Author Response File: Author Response.pdf
Round 2
Reviewer 1 Report
Comments and Suggestions for AuthorsThe authors answered all questions and improved the article “FedEach: Federated Learning with Evaluator-based Incentive Mechanism for Human Activity Recognition”.
Author Response
We sincerely thank the reviewer for the time to review our manuscript.
Reviewer 2 Report
Comments and Suggestions for AuthorsFirst of all, thank you for addressing all the comments. I had severe concerns in the presentation of this paper, and now I believe it is much better.
Now, I have a feedback regarding the design and the novelty.
- D1) This work utilizes partial clients to evaluate local models, thereby providing robust and computationally efficient method. Please specify this novelty (if so) in the first bullet point of main contributions: 'We propose a novel ...' so why this is novel and beneficial?
- D2) I have a fundamental question--why selecting the evaluator among the clients is beneficial? Why selecting the evaluator matters? Authors have mentioned some reputations and contributions, but it is hard to get the point. Isn't distinguishing the malicious clients more important? I am not sure whether different evaluators are impacting those evaluations.
- D3) Following up the previous comments, Top-k clients based on S_{c_i} are selected as evaluators. I am not sure why selecting evaluators is the higher priority, and the rest of them are training participants.

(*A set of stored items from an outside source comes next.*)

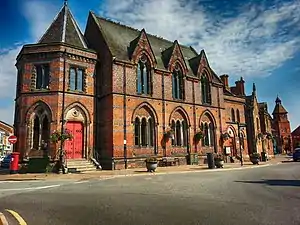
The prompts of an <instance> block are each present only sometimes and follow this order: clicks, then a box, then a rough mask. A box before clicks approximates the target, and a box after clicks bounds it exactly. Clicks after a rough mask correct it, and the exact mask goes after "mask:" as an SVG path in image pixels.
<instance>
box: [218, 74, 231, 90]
mask: <svg viewBox="0 0 300 225" xmlns="http://www.w3.org/2000/svg"><path fill="white" fill-rule="evenodd" d="M228 77H229V76H228V75H227V74H224V75H221V76H220V78H221V80H222V82H223V84H224V86H225V88H226V89H229V84H228Z"/></svg>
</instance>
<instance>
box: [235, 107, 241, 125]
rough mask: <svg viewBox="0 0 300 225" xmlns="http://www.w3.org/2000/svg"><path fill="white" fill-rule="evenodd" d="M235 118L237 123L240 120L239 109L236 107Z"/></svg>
mask: <svg viewBox="0 0 300 225" xmlns="http://www.w3.org/2000/svg"><path fill="white" fill-rule="evenodd" d="M236 120H237V122H239V123H240V122H241V117H240V111H239V110H238V109H237V110H236Z"/></svg>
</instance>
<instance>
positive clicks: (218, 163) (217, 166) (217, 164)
mask: <svg viewBox="0 0 300 225" xmlns="http://www.w3.org/2000/svg"><path fill="white" fill-rule="evenodd" d="M215 165H216V167H217V168H223V166H224V161H223V160H215Z"/></svg>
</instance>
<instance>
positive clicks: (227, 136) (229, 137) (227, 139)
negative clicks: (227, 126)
mask: <svg viewBox="0 0 300 225" xmlns="http://www.w3.org/2000/svg"><path fill="white" fill-rule="evenodd" d="M221 137H222V139H223V140H228V139H229V138H230V136H229V134H228V133H227V132H226V133H224V134H222V136H221Z"/></svg>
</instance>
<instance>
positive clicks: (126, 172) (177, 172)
mask: <svg viewBox="0 0 300 225" xmlns="http://www.w3.org/2000/svg"><path fill="white" fill-rule="evenodd" d="M290 160H291V157H289V156H284V155H279V156H276V157H275V158H273V159H271V160H269V161H267V162H260V165H253V164H252V163H251V162H244V165H243V167H241V165H240V163H239V162H236V163H226V164H225V165H224V168H221V169H214V171H219V170H222V171H226V170H232V169H244V168H253V167H255V168H256V167H258V166H267V165H273V164H277V163H282V162H288V161H290ZM204 171H209V169H208V167H207V165H204V164H200V165H181V166H169V167H158V168H157V170H156V172H155V173H156V174H165V173H188V172H204ZM8 172H9V171H8V170H6V171H5V172H3V170H2V173H1V170H0V182H1V181H26V180H27V181H28V180H89V179H95V178H103V179H105V178H109V177H120V176H140V175H148V174H149V173H148V172H147V170H146V169H145V168H134V169H127V170H125V169H124V170H102V171H90V172H86V173H75V174H74V173H73V174H72V173H70V174H55V173H37V174H32V173H30V174H29V173H28V174H8Z"/></svg>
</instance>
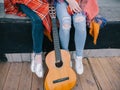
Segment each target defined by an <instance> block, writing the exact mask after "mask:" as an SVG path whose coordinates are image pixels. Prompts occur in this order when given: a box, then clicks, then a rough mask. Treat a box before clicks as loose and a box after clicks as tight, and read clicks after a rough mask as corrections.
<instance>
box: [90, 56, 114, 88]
mask: <svg viewBox="0 0 120 90" xmlns="http://www.w3.org/2000/svg"><path fill="white" fill-rule="evenodd" d="M101 59H103V58H101ZM89 61H90V64H91V66H92V68H93V72H94V74H95V76H96V79H97V81H98V82H99V84H100V87H101V89H102V90H114V88H113V87H112V86H111V83H110V81H109V79H108V77H107V76H106V73H105V71H104V68H103V67H102V66H101V64H100V62H99V60H98V58H89Z"/></svg>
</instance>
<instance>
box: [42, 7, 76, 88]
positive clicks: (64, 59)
mask: <svg viewBox="0 0 120 90" xmlns="http://www.w3.org/2000/svg"><path fill="white" fill-rule="evenodd" d="M49 11H50V17H51V19H52V29H53V30H52V32H53V42H54V50H53V51H51V52H50V53H48V54H47V56H46V58H45V62H46V65H47V67H48V73H47V75H46V77H45V82H44V85H45V86H44V87H45V90H72V88H73V87H74V86H75V84H76V74H75V72H74V70H73V69H72V68H71V67H70V60H71V58H70V54H69V52H68V51H66V50H62V49H60V45H59V38H58V30H57V25H56V12H55V8H54V6H52V5H51V6H50V10H49Z"/></svg>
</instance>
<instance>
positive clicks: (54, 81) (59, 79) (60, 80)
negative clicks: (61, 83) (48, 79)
mask: <svg viewBox="0 0 120 90" xmlns="http://www.w3.org/2000/svg"><path fill="white" fill-rule="evenodd" d="M66 80H69V77H65V78H60V79H57V80H54V81H53V83H59V82H63V81H66Z"/></svg>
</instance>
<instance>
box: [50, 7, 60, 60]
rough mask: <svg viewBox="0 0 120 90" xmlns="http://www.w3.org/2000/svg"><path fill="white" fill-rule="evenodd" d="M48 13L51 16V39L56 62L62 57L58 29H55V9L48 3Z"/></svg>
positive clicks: (55, 22) (55, 16) (56, 27)
mask: <svg viewBox="0 0 120 90" xmlns="http://www.w3.org/2000/svg"><path fill="white" fill-rule="evenodd" d="M49 13H50V17H51V18H52V32H53V41H54V49H55V56H56V62H60V61H61V59H62V58H61V52H60V43H59V36H58V29H57V25H56V11H55V8H54V6H53V5H50V7H49Z"/></svg>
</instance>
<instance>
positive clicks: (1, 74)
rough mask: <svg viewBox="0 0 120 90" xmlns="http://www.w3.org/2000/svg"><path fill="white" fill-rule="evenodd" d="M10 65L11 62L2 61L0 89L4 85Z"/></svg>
mask: <svg viewBox="0 0 120 90" xmlns="http://www.w3.org/2000/svg"><path fill="white" fill-rule="evenodd" d="M9 67H10V63H0V90H2V89H3V87H4V83H5V80H6V77H7V74H8V71H9Z"/></svg>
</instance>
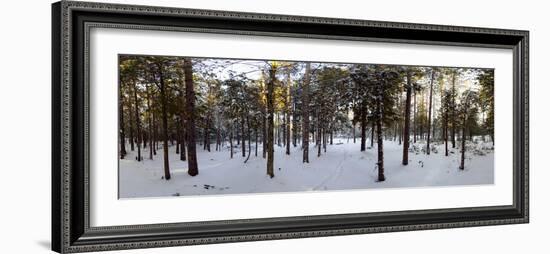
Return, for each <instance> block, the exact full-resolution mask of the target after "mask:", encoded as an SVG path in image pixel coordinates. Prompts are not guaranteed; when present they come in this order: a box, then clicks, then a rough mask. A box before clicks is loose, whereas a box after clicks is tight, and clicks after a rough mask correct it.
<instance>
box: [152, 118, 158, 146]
mask: <svg viewBox="0 0 550 254" xmlns="http://www.w3.org/2000/svg"><path fill="white" fill-rule="evenodd" d="M158 133H159V131H158V120H157V118H156V117H155V113H153V135H154V136H155V138H154V139H155V140H153V155H157V149H158V140H159V138H158Z"/></svg>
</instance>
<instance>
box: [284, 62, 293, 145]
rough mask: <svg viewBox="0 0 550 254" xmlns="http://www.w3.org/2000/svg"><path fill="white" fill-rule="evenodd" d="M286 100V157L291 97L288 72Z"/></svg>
mask: <svg viewBox="0 0 550 254" xmlns="http://www.w3.org/2000/svg"><path fill="white" fill-rule="evenodd" d="M287 75H288V76H287V88H286V89H287V90H286V92H287V99H286V105H285V106H286V120H285V125H286V131H285V132H286V142H285V143H286V154H287V155H290V113H291V112H290V111H291V101H292V99H291V96H290V82H291V81H290V71H288V73H287Z"/></svg>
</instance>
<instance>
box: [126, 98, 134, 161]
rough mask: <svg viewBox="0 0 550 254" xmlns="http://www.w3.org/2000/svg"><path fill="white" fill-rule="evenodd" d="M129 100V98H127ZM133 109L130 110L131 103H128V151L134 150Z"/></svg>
mask: <svg viewBox="0 0 550 254" xmlns="http://www.w3.org/2000/svg"><path fill="white" fill-rule="evenodd" d="M128 100H130V99H128ZM133 112H134V111H133V110H132V103H130V105H128V113H129V114H128V115H129V116H130V119H129V123H130V124H129V127H130V151H132V152H133V151H134V149H135V148H134V117H133V116H132V113H133Z"/></svg>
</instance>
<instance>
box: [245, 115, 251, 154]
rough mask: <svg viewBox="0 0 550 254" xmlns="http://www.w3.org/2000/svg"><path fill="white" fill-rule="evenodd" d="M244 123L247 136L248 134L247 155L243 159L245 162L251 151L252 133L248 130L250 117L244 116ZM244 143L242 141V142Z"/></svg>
mask: <svg viewBox="0 0 550 254" xmlns="http://www.w3.org/2000/svg"><path fill="white" fill-rule="evenodd" d="M246 124H247V136H248V156H247V157H246V160H244V163H246V162H247V161H248V160H249V159H250V154H251V153H252V145H251V144H252V134H251V131H250V129H251V128H250V119H249V118H248V117H246ZM243 144H244V142H243Z"/></svg>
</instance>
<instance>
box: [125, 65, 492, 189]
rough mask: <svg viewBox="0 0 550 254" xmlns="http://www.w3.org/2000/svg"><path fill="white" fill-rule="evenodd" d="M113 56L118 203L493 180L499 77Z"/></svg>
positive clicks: (374, 69) (485, 181) (382, 68)
mask: <svg viewBox="0 0 550 254" xmlns="http://www.w3.org/2000/svg"><path fill="white" fill-rule="evenodd" d="M118 58H119V59H118V60H119V62H118V78H119V84H118V87H119V105H118V117H119V119H118V121H119V126H118V137H119V140H118V146H119V147H118V152H119V154H118V158H119V162H118V165H119V168H118V170H119V174H118V175H119V179H118V182H119V198H142V197H170V196H196V195H213V194H215V195H225V194H250V193H278V192H304V191H327V190H357V189H376V188H404V187H406V188H411V187H428V186H462V185H482V184H493V183H494V142H495V141H494V69H482V68H469V67H441V66H402V65H386V64H357V63H324V62H298V61H284V60H249V59H222V58H200V57H186V56H152V55H151V56H150V55H122V54H121V55H119V56H118Z"/></svg>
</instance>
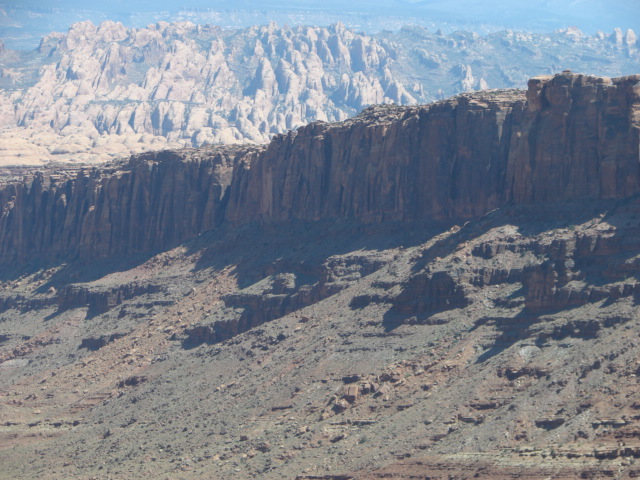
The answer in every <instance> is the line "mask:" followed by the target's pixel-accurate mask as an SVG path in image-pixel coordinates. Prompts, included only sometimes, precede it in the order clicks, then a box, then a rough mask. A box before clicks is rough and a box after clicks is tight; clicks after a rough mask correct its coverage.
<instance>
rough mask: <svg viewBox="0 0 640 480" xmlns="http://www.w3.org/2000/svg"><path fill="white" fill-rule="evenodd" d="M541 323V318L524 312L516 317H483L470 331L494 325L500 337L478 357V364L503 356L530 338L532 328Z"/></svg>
mask: <svg viewBox="0 0 640 480" xmlns="http://www.w3.org/2000/svg"><path fill="white" fill-rule="evenodd" d="M539 321H540V317H539V316H537V315H535V314H533V313H532V312H528V311H526V310H522V311H521V312H520V313H518V314H517V315H515V316H514V317H483V318H480V319H479V320H478V321H476V322H475V323H474V325H473V326H472V327H471V329H470V331H471V332H473V331H474V330H477V329H478V328H480V327H483V326H486V325H492V326H493V327H494V328H495V329H496V330H497V332H498V335H497V337H496V339H495V341H494V342H493V345H491V346H490V347H489V348H488V349H487V350H485V351H484V352H483V353H482V354H481V355H480V356H478V358H477V360H476V363H484V362H486V361H487V360H489V359H491V358H493V357H495V356H496V355H499V354H501V353H502V352H504V351H505V350H507V349H508V348H510V347H512V346H513V345H515V343H516V342H518V341H520V340H524V339H526V338H529V337H530V336H531V334H532V332H531V327H532V326H533V325H535V324H536V323H538V322H539Z"/></svg>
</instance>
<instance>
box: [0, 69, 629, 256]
mask: <svg viewBox="0 0 640 480" xmlns="http://www.w3.org/2000/svg"><path fill="white" fill-rule="evenodd" d="M639 144H640V75H635V76H630V77H621V78H618V79H613V80H610V79H608V78H603V77H590V76H586V75H577V74H572V73H570V72H565V73H563V74H561V75H556V76H553V77H551V76H549V77H537V78H533V79H532V80H531V81H530V82H529V89H528V91H527V92H523V91H519V90H504V91H487V92H480V93H475V94H465V95H462V96H458V97H455V98H453V99H450V100H447V101H443V102H438V103H435V104H431V105H427V106H421V107H397V106H377V107H371V108H369V109H367V110H365V111H364V112H363V113H362V114H361V115H359V116H358V117H356V118H354V119H351V120H348V121H345V122H342V123H334V124H329V123H322V122H320V123H313V124H310V125H308V126H306V127H303V128H300V129H298V130H296V131H292V132H289V133H288V134H286V135H282V136H278V137H276V138H275V139H274V140H273V141H272V142H271V143H270V145H269V146H268V147H266V149H265V148H262V147H260V148H257V147H255V148H248V147H247V148H240V147H237V148H229V147H226V148H212V147H210V148H206V149H202V150H187V151H182V152H165V153H161V154H158V155H143V156H139V157H135V158H133V159H132V160H131V161H130V162H129V164H128V165H125V166H120V167H109V168H106V169H103V170H82V171H80V173H79V174H78V175H77V176H76V177H75V178H73V179H67V180H55V179H52V178H51V177H48V176H46V175H40V176H36V177H35V179H34V180H33V181H30V182H23V183H21V184H17V185H11V186H8V187H4V189H2V190H0V202H1V205H2V217H1V218H0V263H4V264H7V263H24V262H25V261H27V260H29V259H33V258H43V259H51V258H55V257H61V256H68V255H76V254H79V255H82V256H86V257H97V256H109V255H116V254H128V253H135V252H144V251H151V250H157V249H160V248H165V247H167V246H169V245H171V244H175V243H176V242H180V241H183V240H186V239H188V238H190V237H192V236H195V235H197V234H199V233H201V232H204V231H207V230H211V229H213V228H215V227H217V226H219V225H220V224H221V222H222V221H223V219H225V221H226V222H228V223H229V224H231V225H234V224H235V225H239V224H243V223H248V222H255V221H257V222H286V221H289V220H303V221H316V220H321V219H339V218H346V219H353V220H356V221H360V222H364V223H379V222H385V221H406V222H410V221H417V220H418V221H419V220H427V221H428V220H460V219H468V218H473V217H477V216H479V215H482V214H484V213H486V212H488V211H490V210H492V209H495V208H498V207H500V206H503V205H505V204H508V203H518V204H527V203H540V202H562V201H571V200H581V199H584V200H597V199H611V198H624V197H628V196H630V195H633V194H636V193H638V192H639V191H640V154H639V151H638V148H639Z"/></svg>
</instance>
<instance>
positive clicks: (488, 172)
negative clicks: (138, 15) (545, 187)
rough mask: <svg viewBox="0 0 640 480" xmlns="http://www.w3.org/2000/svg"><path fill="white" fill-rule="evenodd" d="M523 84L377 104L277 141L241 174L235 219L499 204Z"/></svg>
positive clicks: (367, 212)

The purpose of evaluator and this work is to filter out malicious clients, so it seems that having the beneficial participants is more important than having the good evaluator. However, the design is focusing on selecting evaluators, which seems counter-intuitive for me.
- D4) Are those evaluation results (E) computed by training data? Also, what kind of evaluation metrics will be better? For generalization, I understand 'Various metrics like F1-score and accuracy' in line 325; however, what is the promising metric for evaluation result?
- D5) Also, it highly depends on the threshold. It seems to select the clients with accuracy (for example) higher than threshold. It depends on the malicious clients' behavior. What happens if malicious clients tend to be benign and sometimes be malicious? Can you provide a concrete threat model of what malicious clients mean? For example, they are always giving a random weight, they have totally different data distribution, or etc.
The biggest concern is about the results. It seems like in most cases, SVS works better than the proposed FedEach. If we can at least generalize that FedEach works better when there are large number of malicious clients. However, FedEach only works better with WISDM dataset. I got the point that the running time is faster than SVS, but I believe the performance of SVS is mostly better. Authors have discussed in the Discussion section, but I am not sure whether the results are enough.
Still, there need some minor edits.
- E1) Please do not forcibly widen or narrow down the figure, e.g., Figures 2, 4, and 5. I may miss some figures, so please check all the figures again.
- E2) Please add punctuations after all equations.
- E3) I mentioned earlier, the bold and plain notations are totally different. For example, in Eq. 1, why U, theta, and j are in bold texts? Also, ( 2 ) and ( 3 ) are in bold texts. Also, in Eq. 4. Furthermore, italic and non-italic are also different, e.g., T and V in algorithm 1 are in italic, while they are non-italic in main texts.
Author Response
Please refer to the attached file for the detailed response.
Author Response File: Author Response.pdf
Round 3
Reviewer 2 Report
Comments and Suggestions for AuthorsThank you for addressing all the comments. Lastly, please check the Sensors formatting about figure/table placement and width. Mostly, the figure/table should be placed within the text width area and top aligned.